American Express カード情報が漏えい:加盟店の処理過程で流出か?

American Express credit cards exposed in third-party data breach

2024/03/04 BleepingComputer — American Express は、ハッキングされたのはサービス・プロバイダーではなく、加盟店における処理過程にあったと、3月4日に情報を更新した。つまり、このインシデントは、American Express からのデータ漏洩ではなく、同社の会員データが処理していた加盟店からのデータ漏洩であるとされている。また、American Express は、加盟店における処理過程でハッキングが生じ、第三者からデータ流出によるクレジットカード情報が流出したと顧客に警告している。


マサチューセッツ州に提出された、American Express Travel Related Services Company のデータ流出通知において、顧客のクレジットカードが盗まれた可能性があると、同社は警告している。

このデータ侵害の警告には、「多数の加盟店が契約している、第三者のサービス・プロバイダーのシステムが、不正アクセスを受けたことが判明した。顧客の口座情報を含む、カード会員のアカウント情報が巻き込まれた可能性がある。ただし、American Express が所有/管理するシステムが、このインシデントにより危険な状態に陥っているわけではない」と記されている。

今回の侵害により、顧客が所有する American Express カードの、口座番号/氏名/カードの有効期限データなどが、ハッカーにより不正にアクセスされた。何人の顧客が影響を受けたのか、どの加盟店プロセッサーが侵害されたのか、どの時点で攻撃が発生したのかなどは、現状では不明である。

BleepingComputer が American Express に対して、この情報流出に関する詳細を尋ねたところ、同社は取引関係や加盟店パートナーの詳細を開示せず、また、現時点では他の情報はないと回答した。しかし、American Express は、規制当局に対して必要な情報を通知し、影響を受けた顧客に警告していると述べた。

American Express は BleepingComputer に対して、「顧客に影響を与えるデータ・セキュリティ・インシデントを検知した場合には、速やかに調査を開始し、必要に応じて適切な規制当局に通知する。
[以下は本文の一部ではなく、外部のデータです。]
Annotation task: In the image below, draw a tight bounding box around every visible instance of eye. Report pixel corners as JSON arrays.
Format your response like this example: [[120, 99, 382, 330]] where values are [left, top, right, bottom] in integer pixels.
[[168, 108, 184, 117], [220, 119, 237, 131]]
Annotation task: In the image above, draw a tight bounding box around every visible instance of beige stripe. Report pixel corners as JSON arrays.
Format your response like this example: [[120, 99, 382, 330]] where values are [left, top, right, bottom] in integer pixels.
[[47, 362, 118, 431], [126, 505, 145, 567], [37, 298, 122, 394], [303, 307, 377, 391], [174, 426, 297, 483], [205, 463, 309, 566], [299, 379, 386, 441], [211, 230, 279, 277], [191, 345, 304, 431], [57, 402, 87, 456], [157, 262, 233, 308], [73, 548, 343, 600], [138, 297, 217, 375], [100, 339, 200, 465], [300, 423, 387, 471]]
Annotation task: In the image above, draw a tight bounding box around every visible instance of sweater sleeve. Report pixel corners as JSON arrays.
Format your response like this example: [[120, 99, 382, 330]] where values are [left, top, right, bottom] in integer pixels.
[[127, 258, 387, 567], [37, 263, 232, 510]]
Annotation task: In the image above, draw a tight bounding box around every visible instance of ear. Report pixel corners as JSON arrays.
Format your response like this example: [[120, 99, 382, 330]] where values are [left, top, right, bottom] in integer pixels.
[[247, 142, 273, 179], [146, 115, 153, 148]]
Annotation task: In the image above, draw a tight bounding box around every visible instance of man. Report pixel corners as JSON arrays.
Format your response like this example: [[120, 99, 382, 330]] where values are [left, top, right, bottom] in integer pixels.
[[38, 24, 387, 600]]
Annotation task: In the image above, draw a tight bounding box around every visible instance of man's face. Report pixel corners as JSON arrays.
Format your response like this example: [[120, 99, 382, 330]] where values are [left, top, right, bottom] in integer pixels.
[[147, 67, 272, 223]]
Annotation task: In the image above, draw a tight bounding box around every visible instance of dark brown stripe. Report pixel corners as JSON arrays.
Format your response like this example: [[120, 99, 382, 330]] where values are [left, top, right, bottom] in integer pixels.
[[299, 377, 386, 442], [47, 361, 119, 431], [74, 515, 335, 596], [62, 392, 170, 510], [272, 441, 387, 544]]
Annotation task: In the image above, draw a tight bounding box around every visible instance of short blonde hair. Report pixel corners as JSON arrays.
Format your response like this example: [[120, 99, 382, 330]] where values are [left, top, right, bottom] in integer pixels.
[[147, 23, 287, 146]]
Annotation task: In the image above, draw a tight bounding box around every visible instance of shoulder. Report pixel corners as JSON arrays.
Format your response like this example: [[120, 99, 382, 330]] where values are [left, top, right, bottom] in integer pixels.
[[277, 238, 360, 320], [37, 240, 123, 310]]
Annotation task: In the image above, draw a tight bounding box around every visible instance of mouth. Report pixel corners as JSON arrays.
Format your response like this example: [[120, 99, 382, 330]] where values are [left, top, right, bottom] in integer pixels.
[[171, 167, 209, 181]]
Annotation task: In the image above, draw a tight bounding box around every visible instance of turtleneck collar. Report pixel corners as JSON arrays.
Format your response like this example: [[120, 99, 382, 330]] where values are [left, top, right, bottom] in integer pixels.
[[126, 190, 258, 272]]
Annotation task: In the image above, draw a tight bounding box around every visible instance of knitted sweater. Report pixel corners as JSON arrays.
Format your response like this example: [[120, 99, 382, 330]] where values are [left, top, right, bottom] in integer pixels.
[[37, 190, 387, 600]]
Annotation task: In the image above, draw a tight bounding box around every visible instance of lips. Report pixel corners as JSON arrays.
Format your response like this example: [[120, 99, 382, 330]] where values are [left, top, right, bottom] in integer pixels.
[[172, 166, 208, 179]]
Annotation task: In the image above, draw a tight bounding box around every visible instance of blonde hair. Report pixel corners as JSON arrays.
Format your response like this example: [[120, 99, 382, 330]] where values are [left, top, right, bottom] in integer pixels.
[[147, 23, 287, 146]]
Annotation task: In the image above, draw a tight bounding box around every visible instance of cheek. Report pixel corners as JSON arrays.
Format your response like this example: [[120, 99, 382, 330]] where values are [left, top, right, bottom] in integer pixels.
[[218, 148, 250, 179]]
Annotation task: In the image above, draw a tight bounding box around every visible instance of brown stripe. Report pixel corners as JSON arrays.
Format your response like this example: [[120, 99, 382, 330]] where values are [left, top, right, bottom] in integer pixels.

また、影響を受けた顧客を特定し、具体的な影響を把握した上で、適用される法律や規制の要求に従って通知するよう努めている」と述べている。

さらに同社は、カード会員のクレジットカードが不正購入に使用された場合には、その請求について顧客が責任を負うことはないと、BleepingComputer に述べている。

American Express は顧客に対して、今後の 12ヶ月~24ヶ月間の利用明細を確認し、疑わしい行為があれば報告するようアドバイスしている。また、American Express のモバイル・アプリでインスタント通知を有効にして、詐欺警告や購入時の通知を受け取るよう顧客に勧めている。

最後に、カード情報が盗まれた場合には、新しいカード番号の発行を依頼することを検討するとよいだろう。脅威アクターが盗んだクレジットカードは、サイバー犯罪のマーケット・プレイスで販売されることが一般的だからだ。